Less than a decade ago, the driver of a company commander's jeep needed to know how to drive the vehicle and operate its simple radio, which had a power switch and a dial for changing frequencies.
Today, that same driver is in charge of a Humvee, a high-tech vehicle equipped with a sophisticated radio and electronic countermeasures, a global positioning system, a secure mobile phone, night vision goggles and a chemical agent alarm. Astounding advances like these are fueling a revolution in military affairs.
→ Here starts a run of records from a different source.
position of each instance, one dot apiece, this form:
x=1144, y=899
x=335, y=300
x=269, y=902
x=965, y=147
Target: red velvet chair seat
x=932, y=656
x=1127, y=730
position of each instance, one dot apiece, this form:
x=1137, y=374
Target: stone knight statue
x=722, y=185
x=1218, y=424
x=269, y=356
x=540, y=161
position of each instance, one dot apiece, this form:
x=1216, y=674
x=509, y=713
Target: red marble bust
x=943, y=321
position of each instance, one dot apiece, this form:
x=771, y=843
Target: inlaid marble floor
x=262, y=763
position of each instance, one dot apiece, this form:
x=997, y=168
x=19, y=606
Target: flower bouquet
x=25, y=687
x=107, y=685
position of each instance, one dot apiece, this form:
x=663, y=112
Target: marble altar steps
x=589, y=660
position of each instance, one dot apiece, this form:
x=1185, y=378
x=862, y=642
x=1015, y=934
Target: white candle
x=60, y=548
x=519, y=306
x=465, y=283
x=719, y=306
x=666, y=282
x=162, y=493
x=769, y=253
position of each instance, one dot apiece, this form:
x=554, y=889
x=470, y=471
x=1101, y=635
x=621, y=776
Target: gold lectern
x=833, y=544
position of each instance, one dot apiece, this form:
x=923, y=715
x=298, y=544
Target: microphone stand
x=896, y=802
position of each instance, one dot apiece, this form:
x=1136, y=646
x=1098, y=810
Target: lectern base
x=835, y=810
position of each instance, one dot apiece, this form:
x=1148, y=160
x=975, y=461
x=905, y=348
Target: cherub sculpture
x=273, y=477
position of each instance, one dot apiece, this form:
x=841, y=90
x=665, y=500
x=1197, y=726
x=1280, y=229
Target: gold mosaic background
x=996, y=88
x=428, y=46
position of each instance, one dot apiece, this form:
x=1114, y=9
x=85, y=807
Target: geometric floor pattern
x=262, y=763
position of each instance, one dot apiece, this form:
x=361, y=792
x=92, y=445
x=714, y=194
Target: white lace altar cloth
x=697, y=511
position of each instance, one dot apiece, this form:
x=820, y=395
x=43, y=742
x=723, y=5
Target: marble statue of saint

We in the United States have chosen to harness this technology revolution, so that we remain the world's only superpower, and dominate the battlefields of the future from air, land, sea and space. And yet at the same time, we know that technology alone is not enough to keep us strong in the 21st century.
In today's rapidly changing security environment, we must also continue to focus on people and to adapt the education and training of our future military leaders. We must anticipate new challenges and change to meet them. Today's conference is an important step forward in reaching that goal.
How do we equip our future leaders to face the security environment of the 21st century? Let me answer this question from my perspective as Secretary [of Defense William S.] Cohen's principal adviser on reserve affairs.
The reserve components have clearly and repeatedly demonstrated their capability to operate effectively in today's strategic environment. Reserve component personnel are being called upon in more cases and in more places than ever before.
In the Operation Joint Guard theater -- Bosnia, Croatia, Hungary -- and backfill in Germany and United States, nearly one out of every four American soldiers is a member of the National Guard or reserves.
On other fronts, guardsmen and reservists have fought fires in Indonesia and dropped winter feed to snowbound cattle in New Mexico. Thousands were recently called up in the Northeast to help relieve the impact of severe winter storms.
They are constructing roads and hospitals and infrastructure in South America and the Caribbean and forging bonds of alliance with our new partners in Eastern Europe, helping to build a united Europe that is peaceful, prosperous and free.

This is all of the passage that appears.